A Review of the Opening concert of WASO’s Beethoven Festival
Reviewed by Will Yeoman
on the 25th August 2014
Perth Concert Hall
This year saw Israeli-born conductor Asher Fisch take up the position of Principal Conductor of the WA Symphony Orchestra – and boy has he already made a difference. Not that WASO wasn’t already a fine orchestra; it just lacked consistency and individuality, and it’s taken Fisch, a protege of Daniel Barenboim and somebody whom the orchestra clearly adores to make real and lasting inroads into moulding a more distinctive, committed band.
One of the ideas behind performing all nine Beethoven symphonies over two weekends – a first for WASO – was to hone the orchestra’s technique within the context of a variegated yet unified body of work. It was also, of course, to allow audiences to take what could arguably be thought of as the journey of a lifetime: Beethoven’s as well as theirs.
This first concert featured Beethoven’s first two symphonies (premiered in 1800 and 1803 respectively) as preludes to the mighty Fifth, premiered in 1808. As such, it was an opportunity to hear Beethoven gradually feeling his way through the classical world of Mozart and Haydn towards an entirely new universe.

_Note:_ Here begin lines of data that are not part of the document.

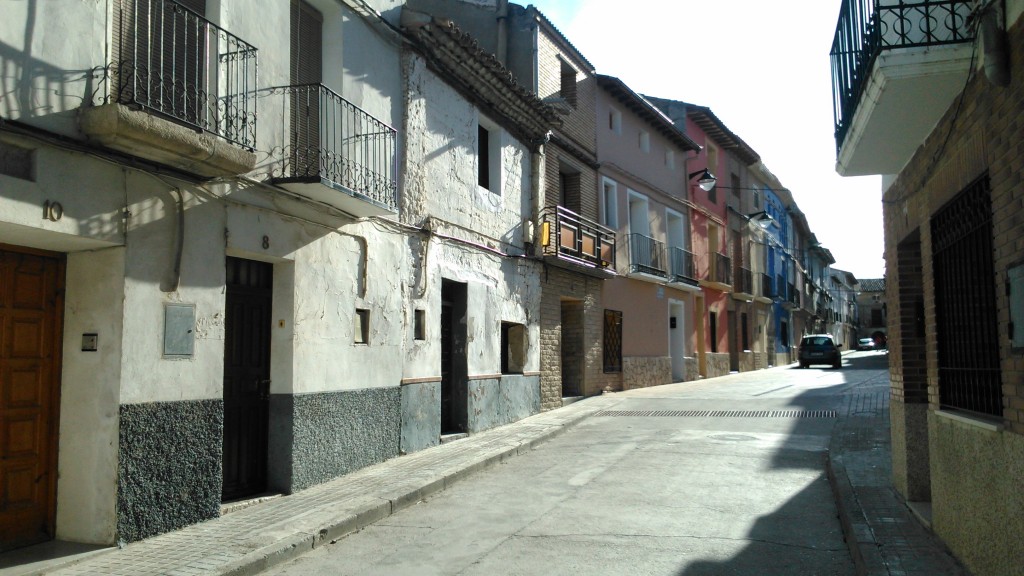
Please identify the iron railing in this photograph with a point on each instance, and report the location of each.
(683, 269)
(646, 255)
(335, 140)
(866, 28)
(743, 281)
(173, 62)
(966, 306)
(567, 235)
(722, 270)
(767, 288)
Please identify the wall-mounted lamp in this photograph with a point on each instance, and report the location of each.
(707, 179)
(763, 219)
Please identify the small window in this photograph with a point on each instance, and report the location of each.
(16, 162)
(513, 347)
(567, 84)
(488, 156)
(615, 121)
(361, 326)
(612, 341)
(609, 204)
(420, 325)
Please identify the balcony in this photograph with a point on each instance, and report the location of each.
(742, 286)
(337, 154)
(180, 91)
(896, 70)
(719, 273)
(577, 242)
(647, 257)
(682, 269)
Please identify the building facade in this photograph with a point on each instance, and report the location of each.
(643, 198)
(951, 194)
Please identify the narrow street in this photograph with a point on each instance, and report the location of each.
(725, 476)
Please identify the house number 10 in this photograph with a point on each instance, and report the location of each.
(52, 211)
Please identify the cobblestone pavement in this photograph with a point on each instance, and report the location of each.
(884, 535)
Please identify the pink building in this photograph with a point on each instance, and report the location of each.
(654, 327)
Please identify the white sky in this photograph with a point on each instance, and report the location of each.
(763, 68)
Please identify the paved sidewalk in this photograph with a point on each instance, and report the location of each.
(249, 540)
(884, 536)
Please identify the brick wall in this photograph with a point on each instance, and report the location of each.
(581, 293)
(981, 135)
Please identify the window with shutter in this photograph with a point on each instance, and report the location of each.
(160, 47)
(306, 50)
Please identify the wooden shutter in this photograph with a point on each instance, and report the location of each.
(306, 50)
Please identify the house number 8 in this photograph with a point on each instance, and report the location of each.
(52, 211)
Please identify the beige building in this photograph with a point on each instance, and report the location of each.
(938, 113)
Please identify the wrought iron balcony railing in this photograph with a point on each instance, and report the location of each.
(721, 270)
(172, 60)
(743, 281)
(647, 255)
(866, 28)
(682, 269)
(336, 141)
(767, 288)
(569, 236)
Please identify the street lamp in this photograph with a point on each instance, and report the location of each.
(707, 179)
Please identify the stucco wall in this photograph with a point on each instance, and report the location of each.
(317, 437)
(978, 505)
(169, 466)
(641, 372)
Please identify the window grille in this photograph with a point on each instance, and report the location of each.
(965, 302)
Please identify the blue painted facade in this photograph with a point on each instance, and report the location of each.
(778, 269)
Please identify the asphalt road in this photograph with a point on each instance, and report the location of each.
(724, 476)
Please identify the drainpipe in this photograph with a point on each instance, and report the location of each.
(503, 32)
(538, 160)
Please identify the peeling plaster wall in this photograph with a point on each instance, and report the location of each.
(441, 183)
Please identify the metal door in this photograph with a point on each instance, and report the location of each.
(247, 376)
(31, 300)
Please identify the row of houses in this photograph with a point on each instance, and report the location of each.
(240, 257)
(930, 95)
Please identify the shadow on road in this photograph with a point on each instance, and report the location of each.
(861, 383)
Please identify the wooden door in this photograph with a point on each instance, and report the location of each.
(31, 303)
(247, 377)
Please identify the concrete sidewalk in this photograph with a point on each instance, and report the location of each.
(251, 539)
(884, 537)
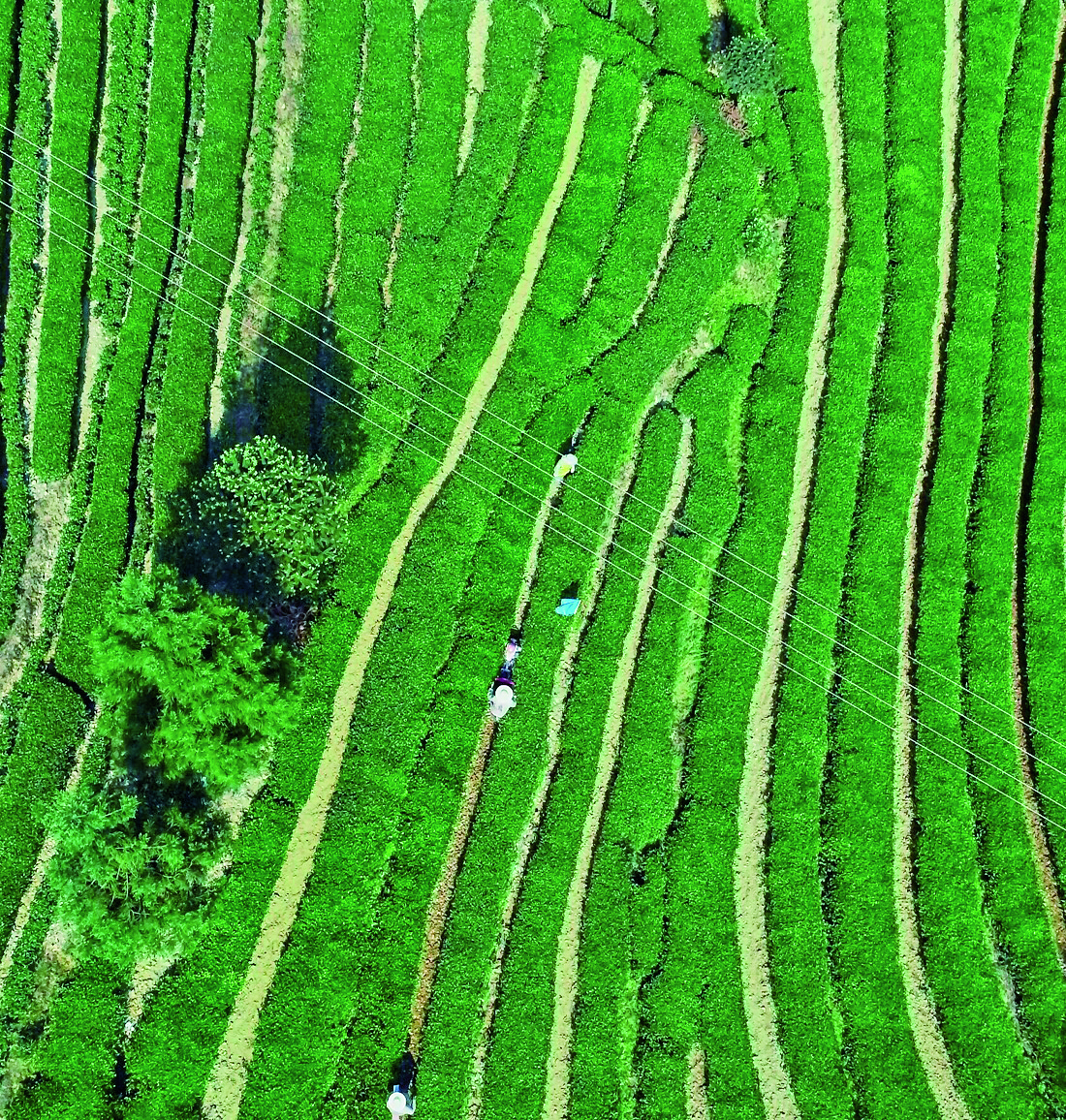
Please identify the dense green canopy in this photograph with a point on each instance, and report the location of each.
(191, 700)
(262, 524)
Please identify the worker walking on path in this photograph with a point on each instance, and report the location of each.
(566, 466)
(501, 692)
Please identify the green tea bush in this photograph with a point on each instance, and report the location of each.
(141, 147)
(74, 122)
(990, 1067)
(184, 358)
(1014, 902)
(36, 48)
(801, 946)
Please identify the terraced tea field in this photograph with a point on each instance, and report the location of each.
(777, 823)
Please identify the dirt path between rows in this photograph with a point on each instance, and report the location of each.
(222, 1099)
(477, 41)
(924, 1025)
(247, 215)
(440, 901)
(51, 507)
(96, 338)
(41, 261)
(661, 392)
(1038, 837)
(287, 119)
(697, 142)
(556, 1093)
(41, 867)
(696, 1086)
(441, 898)
(749, 883)
(341, 194)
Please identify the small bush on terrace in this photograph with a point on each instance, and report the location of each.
(262, 525)
(747, 67)
(191, 701)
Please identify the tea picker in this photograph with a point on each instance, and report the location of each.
(501, 692)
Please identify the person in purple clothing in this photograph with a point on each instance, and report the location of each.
(501, 692)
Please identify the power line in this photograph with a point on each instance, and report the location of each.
(705, 618)
(694, 532)
(417, 396)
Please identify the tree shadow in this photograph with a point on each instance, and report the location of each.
(304, 394)
(724, 28)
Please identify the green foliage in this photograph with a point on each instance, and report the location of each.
(131, 867)
(188, 687)
(189, 704)
(262, 524)
(748, 67)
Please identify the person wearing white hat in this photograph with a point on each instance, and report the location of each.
(400, 1104)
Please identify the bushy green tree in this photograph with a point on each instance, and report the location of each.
(191, 699)
(187, 684)
(131, 869)
(747, 67)
(262, 524)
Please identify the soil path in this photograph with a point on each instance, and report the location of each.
(696, 1086)
(662, 391)
(446, 886)
(1038, 838)
(391, 264)
(41, 867)
(556, 1093)
(51, 507)
(341, 194)
(96, 337)
(749, 884)
(225, 1086)
(477, 38)
(287, 119)
(676, 209)
(56, 964)
(927, 1036)
(247, 214)
(440, 902)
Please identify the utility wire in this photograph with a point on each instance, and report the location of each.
(660, 570)
(694, 532)
(419, 397)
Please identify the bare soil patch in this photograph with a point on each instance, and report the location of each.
(696, 1086)
(556, 1093)
(247, 215)
(41, 866)
(50, 508)
(697, 141)
(1038, 838)
(346, 171)
(662, 391)
(225, 1086)
(281, 160)
(749, 884)
(477, 38)
(391, 264)
(41, 261)
(446, 887)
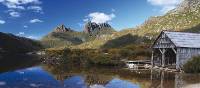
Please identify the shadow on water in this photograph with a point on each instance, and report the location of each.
(140, 79)
(9, 62)
(63, 76)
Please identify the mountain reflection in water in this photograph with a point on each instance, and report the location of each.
(63, 76)
(39, 77)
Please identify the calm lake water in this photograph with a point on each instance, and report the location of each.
(43, 76)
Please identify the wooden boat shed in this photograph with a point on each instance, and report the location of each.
(173, 49)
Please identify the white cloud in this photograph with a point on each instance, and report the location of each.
(18, 4)
(36, 21)
(99, 17)
(21, 33)
(2, 22)
(14, 14)
(21, 5)
(25, 26)
(35, 8)
(166, 5)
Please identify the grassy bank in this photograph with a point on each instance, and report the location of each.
(192, 66)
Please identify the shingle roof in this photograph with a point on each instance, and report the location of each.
(182, 39)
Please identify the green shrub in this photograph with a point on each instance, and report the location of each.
(192, 66)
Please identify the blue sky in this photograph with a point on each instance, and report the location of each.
(36, 18)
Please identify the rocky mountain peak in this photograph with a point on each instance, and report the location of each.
(94, 28)
(187, 5)
(62, 28)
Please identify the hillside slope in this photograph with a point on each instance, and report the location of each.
(186, 17)
(14, 44)
(67, 37)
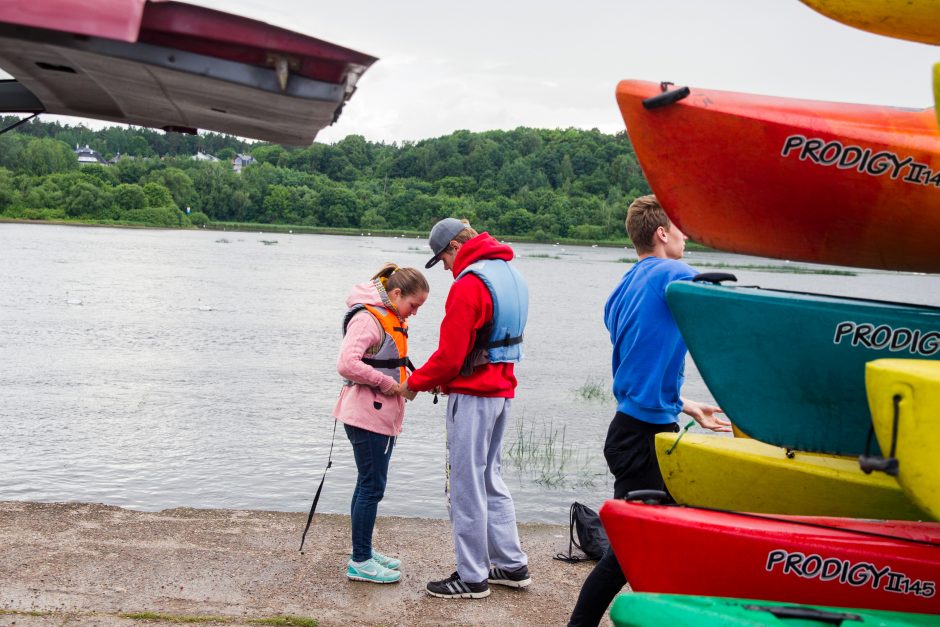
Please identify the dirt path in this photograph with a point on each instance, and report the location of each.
(86, 564)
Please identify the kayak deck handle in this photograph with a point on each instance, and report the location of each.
(648, 496)
(806, 613)
(714, 277)
(667, 97)
(888, 465)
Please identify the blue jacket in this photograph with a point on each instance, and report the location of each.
(648, 350)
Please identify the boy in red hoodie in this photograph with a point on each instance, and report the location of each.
(480, 342)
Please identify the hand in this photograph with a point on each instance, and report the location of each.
(706, 416)
(408, 394)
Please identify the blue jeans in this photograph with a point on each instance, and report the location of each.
(372, 451)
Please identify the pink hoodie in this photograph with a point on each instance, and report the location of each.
(368, 406)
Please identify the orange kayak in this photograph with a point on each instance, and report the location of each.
(825, 182)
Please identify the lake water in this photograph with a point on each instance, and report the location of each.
(153, 369)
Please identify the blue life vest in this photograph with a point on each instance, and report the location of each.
(500, 340)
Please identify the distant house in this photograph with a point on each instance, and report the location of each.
(87, 155)
(240, 161)
(204, 156)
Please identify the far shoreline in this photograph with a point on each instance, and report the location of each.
(292, 229)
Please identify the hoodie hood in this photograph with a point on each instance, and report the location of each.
(483, 246)
(369, 293)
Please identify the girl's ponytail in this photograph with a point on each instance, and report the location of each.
(408, 280)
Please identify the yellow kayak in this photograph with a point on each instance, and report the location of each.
(913, 20)
(936, 90)
(917, 384)
(750, 476)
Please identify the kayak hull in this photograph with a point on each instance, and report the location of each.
(643, 608)
(842, 562)
(912, 20)
(789, 368)
(794, 179)
(750, 476)
(917, 385)
(173, 66)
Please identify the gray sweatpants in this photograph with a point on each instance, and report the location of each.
(481, 510)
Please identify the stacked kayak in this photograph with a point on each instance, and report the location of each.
(913, 20)
(642, 609)
(750, 476)
(173, 66)
(793, 179)
(843, 562)
(789, 368)
(904, 397)
(936, 90)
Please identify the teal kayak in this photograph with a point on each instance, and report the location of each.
(788, 368)
(678, 609)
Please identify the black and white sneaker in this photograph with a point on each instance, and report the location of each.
(518, 578)
(455, 588)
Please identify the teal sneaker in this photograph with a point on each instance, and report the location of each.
(388, 562)
(371, 571)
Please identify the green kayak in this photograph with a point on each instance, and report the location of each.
(636, 608)
(788, 368)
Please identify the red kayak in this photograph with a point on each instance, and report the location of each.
(825, 182)
(846, 562)
(173, 66)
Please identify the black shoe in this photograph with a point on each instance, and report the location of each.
(455, 588)
(518, 578)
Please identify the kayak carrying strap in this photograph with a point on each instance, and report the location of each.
(806, 613)
(676, 443)
(806, 523)
(888, 465)
(313, 508)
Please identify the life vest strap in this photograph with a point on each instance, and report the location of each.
(386, 363)
(509, 341)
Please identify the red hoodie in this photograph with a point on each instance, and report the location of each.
(469, 306)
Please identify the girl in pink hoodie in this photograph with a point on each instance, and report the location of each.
(372, 360)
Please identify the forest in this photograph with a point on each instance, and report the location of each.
(530, 183)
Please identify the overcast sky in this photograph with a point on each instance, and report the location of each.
(490, 64)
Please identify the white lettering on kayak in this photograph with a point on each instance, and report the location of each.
(884, 337)
(864, 160)
(846, 572)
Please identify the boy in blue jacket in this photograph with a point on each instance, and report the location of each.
(648, 365)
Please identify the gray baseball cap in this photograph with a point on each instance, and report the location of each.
(441, 235)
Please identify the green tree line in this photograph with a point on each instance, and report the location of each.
(536, 183)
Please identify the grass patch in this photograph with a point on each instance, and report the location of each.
(594, 390)
(176, 618)
(540, 452)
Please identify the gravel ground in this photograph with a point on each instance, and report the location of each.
(88, 564)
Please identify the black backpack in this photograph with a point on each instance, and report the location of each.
(592, 539)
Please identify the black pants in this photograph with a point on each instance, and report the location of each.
(630, 451)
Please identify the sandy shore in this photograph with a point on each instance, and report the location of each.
(87, 564)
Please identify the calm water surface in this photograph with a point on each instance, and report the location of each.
(153, 369)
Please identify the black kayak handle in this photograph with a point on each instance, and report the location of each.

Using a scaled-back lineup befitting the classical proportions of the earlier works, Fisch and WASO relaxed into the Adagio opening of the First before ripping through the Allegro con brio with the same daring and aplomb they demonstrated in the Finale; the Andante and Menuetto and Trio highlighted the more intimate and restrained aspects of both Beethoven’s writing and WASO’s playing. The Second followed suit, and it suffices to highlight the beautiful sonority in the strings during the Larghetto and the poised eloquence of the oboes and bassoons in the Trio.
If the Third Symphony first showed what Beethoven was truly capable of orchestrally, the Fifth took rigour of thought and originality of expression to new heights. Those qualities were highlighted by Fisch and WASO: from the appearance of “that” motif through to the triumphant Allegro finale, it was clear they were wrestling with the thesis of period performance practice and the antithesis of soupy anachronistic romanticism. The result was a powerful, satisfying synthesis that seemed both familiar and new.
The WASO Beethoven Cycle concludes next weekend.